Single-mode Quantum Non-Gaussian Light from Warm Atoms

TL;DR

This paper demonstrates the generation of quantum non-Gaussian light from warm atoms using a single-mode spontaneous four-wave mixing process, overcoming decoherence effects and enabling quantum information applications.

Contribution

It introduces a method to produce provably quantum non-Gaussian light from warm atomic ensembles in a single-mode regime, despite thermal decoherence.

Findings

Successful generation of QNG light from warm atoms.

High spectral bandwidth and low absorption enable direct observability.

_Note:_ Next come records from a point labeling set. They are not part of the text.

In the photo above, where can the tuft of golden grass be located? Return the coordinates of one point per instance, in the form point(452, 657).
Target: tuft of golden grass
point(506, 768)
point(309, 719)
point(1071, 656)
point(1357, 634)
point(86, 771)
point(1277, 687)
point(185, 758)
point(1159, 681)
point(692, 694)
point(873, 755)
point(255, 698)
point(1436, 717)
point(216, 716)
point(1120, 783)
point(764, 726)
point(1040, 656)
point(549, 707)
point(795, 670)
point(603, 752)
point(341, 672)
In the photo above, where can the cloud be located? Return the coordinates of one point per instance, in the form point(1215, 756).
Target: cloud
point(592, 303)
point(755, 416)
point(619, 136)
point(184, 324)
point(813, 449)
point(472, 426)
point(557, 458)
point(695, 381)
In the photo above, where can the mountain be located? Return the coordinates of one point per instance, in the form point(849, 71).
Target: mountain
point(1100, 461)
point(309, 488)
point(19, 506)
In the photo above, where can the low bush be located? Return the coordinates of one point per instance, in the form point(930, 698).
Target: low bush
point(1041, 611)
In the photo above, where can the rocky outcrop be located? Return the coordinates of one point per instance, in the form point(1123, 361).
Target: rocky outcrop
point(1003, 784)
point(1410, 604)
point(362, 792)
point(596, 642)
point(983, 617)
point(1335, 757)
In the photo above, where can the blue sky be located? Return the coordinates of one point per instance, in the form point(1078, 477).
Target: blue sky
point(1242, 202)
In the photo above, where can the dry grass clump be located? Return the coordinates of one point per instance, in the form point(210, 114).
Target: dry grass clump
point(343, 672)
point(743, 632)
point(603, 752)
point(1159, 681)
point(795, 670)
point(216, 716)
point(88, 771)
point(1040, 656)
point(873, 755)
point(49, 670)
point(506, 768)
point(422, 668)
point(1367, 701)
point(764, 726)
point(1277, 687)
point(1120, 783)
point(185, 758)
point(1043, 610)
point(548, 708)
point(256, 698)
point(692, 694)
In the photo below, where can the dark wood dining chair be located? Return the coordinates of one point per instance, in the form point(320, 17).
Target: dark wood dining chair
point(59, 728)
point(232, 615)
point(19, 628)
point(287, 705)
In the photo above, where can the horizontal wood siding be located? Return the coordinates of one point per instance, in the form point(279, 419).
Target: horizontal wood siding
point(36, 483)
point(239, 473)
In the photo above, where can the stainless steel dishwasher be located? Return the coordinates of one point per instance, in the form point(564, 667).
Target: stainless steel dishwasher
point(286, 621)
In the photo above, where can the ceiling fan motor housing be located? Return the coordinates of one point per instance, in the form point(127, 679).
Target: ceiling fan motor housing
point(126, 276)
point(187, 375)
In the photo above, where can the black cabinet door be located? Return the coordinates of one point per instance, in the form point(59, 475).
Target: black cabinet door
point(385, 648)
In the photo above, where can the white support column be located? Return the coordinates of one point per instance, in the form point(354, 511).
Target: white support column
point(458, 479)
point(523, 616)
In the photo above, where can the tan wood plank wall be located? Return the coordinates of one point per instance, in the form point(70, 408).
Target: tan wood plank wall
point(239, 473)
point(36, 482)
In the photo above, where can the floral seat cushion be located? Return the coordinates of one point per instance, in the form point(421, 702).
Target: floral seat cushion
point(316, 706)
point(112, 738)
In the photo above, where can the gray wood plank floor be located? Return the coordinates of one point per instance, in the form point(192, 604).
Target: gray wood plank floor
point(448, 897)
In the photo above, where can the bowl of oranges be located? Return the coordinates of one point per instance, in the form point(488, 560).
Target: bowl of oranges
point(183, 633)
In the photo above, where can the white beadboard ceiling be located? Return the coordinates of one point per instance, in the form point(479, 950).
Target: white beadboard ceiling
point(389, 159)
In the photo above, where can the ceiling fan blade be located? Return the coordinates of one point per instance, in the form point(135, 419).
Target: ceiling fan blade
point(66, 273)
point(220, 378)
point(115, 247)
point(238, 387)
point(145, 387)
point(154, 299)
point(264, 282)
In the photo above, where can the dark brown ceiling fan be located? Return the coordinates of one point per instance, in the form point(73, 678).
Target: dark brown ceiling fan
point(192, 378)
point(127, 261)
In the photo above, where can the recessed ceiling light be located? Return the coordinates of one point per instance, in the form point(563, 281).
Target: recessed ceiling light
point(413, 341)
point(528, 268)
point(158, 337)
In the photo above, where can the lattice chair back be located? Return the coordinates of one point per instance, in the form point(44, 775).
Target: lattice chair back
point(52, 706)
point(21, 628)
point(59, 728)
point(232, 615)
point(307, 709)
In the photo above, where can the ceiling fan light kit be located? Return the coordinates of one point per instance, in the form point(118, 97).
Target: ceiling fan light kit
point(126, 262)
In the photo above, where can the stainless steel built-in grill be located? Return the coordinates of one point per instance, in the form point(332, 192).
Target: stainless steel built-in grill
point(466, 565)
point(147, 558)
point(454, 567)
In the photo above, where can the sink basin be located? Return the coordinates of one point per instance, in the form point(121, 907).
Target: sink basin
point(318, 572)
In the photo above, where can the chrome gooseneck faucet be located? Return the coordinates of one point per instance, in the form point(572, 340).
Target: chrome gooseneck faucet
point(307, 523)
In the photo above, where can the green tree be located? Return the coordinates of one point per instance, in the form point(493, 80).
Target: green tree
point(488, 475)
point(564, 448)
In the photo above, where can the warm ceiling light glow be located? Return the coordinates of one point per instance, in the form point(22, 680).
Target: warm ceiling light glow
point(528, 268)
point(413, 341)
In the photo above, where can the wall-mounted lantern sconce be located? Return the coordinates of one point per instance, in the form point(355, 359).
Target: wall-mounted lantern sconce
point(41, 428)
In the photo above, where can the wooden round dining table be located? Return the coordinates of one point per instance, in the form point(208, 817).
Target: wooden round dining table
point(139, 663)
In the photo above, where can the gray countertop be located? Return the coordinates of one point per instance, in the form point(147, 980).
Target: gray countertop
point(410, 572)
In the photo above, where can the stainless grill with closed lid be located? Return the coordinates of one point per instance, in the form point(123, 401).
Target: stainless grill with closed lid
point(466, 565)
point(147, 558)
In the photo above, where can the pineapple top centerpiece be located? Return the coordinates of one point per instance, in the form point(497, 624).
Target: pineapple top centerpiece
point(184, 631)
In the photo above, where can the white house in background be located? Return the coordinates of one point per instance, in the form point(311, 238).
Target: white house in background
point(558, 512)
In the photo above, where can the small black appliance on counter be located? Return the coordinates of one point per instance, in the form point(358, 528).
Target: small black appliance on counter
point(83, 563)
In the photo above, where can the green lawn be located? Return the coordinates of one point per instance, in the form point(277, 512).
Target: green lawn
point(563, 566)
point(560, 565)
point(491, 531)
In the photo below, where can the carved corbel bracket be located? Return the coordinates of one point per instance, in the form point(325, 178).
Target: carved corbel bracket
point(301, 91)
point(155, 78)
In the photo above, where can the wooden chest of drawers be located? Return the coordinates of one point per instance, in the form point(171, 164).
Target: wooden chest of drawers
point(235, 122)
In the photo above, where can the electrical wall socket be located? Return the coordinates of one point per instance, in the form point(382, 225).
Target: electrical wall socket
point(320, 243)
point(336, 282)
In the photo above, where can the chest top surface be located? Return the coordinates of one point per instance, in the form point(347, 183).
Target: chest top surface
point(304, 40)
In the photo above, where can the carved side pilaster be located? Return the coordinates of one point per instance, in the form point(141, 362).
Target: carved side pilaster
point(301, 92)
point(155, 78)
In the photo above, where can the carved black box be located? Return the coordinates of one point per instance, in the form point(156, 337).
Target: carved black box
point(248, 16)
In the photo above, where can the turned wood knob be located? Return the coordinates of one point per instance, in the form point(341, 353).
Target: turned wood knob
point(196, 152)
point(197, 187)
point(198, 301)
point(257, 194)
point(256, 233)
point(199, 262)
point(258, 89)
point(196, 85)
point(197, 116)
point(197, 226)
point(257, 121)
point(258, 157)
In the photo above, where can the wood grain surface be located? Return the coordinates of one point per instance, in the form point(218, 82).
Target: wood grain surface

Heralded QNG light achieved despite decoherence effects.

Abstract

The distributed quantum information processing and hybridization of quantum platforms raises increasing demands on the quality of light-matter interaction and realization of efficient quantum interfaces. This becomes particularly challenging for needed states possessing fundamental quantum non-Gaussian (QNG) aspects. They correspond to paramount resources in most potent applications of quantum technologies. We demonstrate the generation of light with provably QNG features from a tunable warm atomic ensemble in a single-mode regime. The light is generated in a spontaneous four-wave mixing process in the presence of decoherence effects caused by a large atomic thermal motion. Despite its high sensitivity to any excess noise, a direct observability of heralded QNG light could be achieved due to a combination of a fast resonant excitation, large spectral bandwidth, and a low absorption loss of resonant photons guaranteed by the source geometry.